La questione teologico-giuridica diventa così quasi inestricabile, una volta che, rispetto ai Greci, si è privilegiata la colpa interiore e soggettiva invece del danno oggettivo che un’azione eventualmente produce: «gran parte dei timori relativi alle spiegazioni meccanicistiche del comportamento umano può essere fatta risalire alla cultura occidentale e alle sue ideologie religiose» (Wegner, p. 417), in particolare a quelle monoteistiche nelle quali il posto dell’anima individuale diventa preminente, se non totale. Ma anche l’anima è parte del tutto, inseparabile dalla complessità infinita degli eventi.

Sul determinismo

La sensazione del libero arbitrio
il manifesto

20 agosto 2020
pagina 11

L’illusione della volontà cosciente dello psicologo Daniel Wegner è un libro fecondo anche perché sostiene e conferma sul piano empirico una verità logico-teoretica evidente, quella per la quale il libero arbitrio è una sensazione assai potente e certamente funzionale ma non per questo relativa a qualcosa di reale. Come scrive Wegner, «il libero arbitrio è una sensazione, mentre il determinismo è un processo.
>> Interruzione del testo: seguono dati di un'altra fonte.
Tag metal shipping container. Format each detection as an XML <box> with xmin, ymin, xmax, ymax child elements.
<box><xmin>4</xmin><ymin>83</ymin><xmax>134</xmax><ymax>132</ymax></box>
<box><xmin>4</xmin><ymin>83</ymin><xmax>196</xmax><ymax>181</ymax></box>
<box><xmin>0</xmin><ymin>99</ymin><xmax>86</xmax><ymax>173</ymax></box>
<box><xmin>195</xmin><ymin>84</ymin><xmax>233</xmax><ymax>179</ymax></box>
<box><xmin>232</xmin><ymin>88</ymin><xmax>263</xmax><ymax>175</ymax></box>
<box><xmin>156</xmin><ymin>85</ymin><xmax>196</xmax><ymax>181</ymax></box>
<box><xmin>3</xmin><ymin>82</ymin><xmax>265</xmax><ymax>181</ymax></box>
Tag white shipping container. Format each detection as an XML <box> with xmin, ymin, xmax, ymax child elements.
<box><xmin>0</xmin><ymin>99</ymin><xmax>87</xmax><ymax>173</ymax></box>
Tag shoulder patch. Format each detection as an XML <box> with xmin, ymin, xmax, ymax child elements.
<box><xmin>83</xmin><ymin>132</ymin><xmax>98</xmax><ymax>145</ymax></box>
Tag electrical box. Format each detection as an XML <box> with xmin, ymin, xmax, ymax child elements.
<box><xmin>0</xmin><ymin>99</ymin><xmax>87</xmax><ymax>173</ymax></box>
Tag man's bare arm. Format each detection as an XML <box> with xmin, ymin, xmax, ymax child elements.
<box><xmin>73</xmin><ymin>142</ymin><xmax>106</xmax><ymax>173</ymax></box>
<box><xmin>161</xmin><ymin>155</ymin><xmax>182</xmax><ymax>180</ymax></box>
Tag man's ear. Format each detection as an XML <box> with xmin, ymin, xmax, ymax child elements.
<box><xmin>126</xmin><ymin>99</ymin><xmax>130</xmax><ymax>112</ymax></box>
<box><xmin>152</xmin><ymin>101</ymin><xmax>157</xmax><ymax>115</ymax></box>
Sono incommensurabili».
A un tema come questo, che ritengo fondamentale sia in chiave antropologica sia metafisica, ho dedicato alcuni anni fa un intero corso e un saggio dal titolo Il libero arbitrio tra neuroscienze e filosofia.
Nell’articolo è saltata un’affermazione di Einstein, che recupero qui: «un Essere, dotato di una capacità di intuizione superiore e della più perfetta intelligenza, osservando l’uomo e le sue azioni, sorriderebbe di fronte all’umana illusione di agire in base al proprio libero arbitrio». Esattamente ciò che pensava Spinoza.